Antes do corpo assinar a matéria,
antes da densidade fechar a porta do infinito.
Havia um “antes” sem relógio,
um estado de ser sem peso,
onde identidade não era defesa —
era vibração.

Então vem a troca de peles.
A cidade encosta suas mãos no rosto
e chama de “normal” o que é só costume.
A rotina veste com tecidos práticos:
função, urgência, prova, resposta.
E o primeiro nome
fica guardado em algum lugar do silêncio,
como um instrumento fino
que ninguém mais afina.

Mas ele não morre.
Ele espera.

E quando a busca atravessa a névoa
e se torna consciente,
não é “mudança de opinião”:
é o que chamamos de despertar.
Um estalo elegante —
como se a alma dissesse:
“Ah… então era isso que eu estava lembrando.”

Reconhece-se —
com uma calma quase insolente —
que não se cabe no que o espelho confirma.

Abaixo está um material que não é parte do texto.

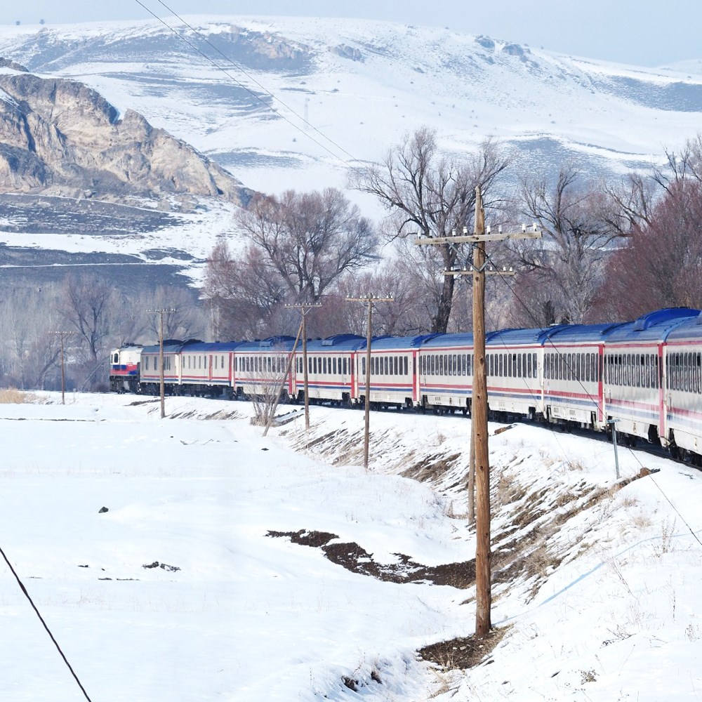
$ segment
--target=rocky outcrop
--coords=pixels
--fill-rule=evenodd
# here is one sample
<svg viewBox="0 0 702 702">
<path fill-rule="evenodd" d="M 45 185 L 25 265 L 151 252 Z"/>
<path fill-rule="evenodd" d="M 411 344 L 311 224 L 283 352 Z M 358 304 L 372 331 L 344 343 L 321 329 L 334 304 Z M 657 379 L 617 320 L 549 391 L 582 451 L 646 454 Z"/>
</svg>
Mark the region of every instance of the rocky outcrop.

No despertar, isso acontece sem alarde:
fica claro que se é mais do que a imagem,
mais do que o nome social,
mais do que a pele que o mundo aprendeu a ler.

E então uma lei sutil se revela:
não basta “se saber” — é preciso se encontrar.
Encontrar-se de verdade:
tocar o próprio centro
e sentir o corpo de luz voltando ao corpo,
como presença ocupando o que sempre foi seu.

E, ao se encontrar, se conectar —
não a alguém,
mas ao próprio eixo.
Fechar o circuito interno
entre mente, coração e substância,
até que o ser deixe de ser fragmento
e se torne unidade.

Nesse ponto, a busca muda de textura.
Vira compromisso.

Algo se alinha por dentro,
como se a vida inteira estivesse esperando
aquele encaixe silencioso entre essência e direção.
E, discreta e sobriamente,
a unidade se acende: torna-se luz —
não espetáculo,
mas clareza.

A troca de peles, afinal, não era perda:
era teste de fidelidade.
A vida mudou por fora
para ver se o centro permanecia.

E quando a clareza chega,
tudo fica simples do jeito certo:
o ruído cai,
o chamado permanece,
e o caminho — finalmente —
parece lembrar o padrão original.

Aí se entende por que o primeiro nome não é passado:
é origem em estado de presença.
É a nota fundamental
quando toda música se confunde.
É a casa invisível,
agora acesa por dentro,
no exato ponto em que o ser inteiro diz:
Eu Sou.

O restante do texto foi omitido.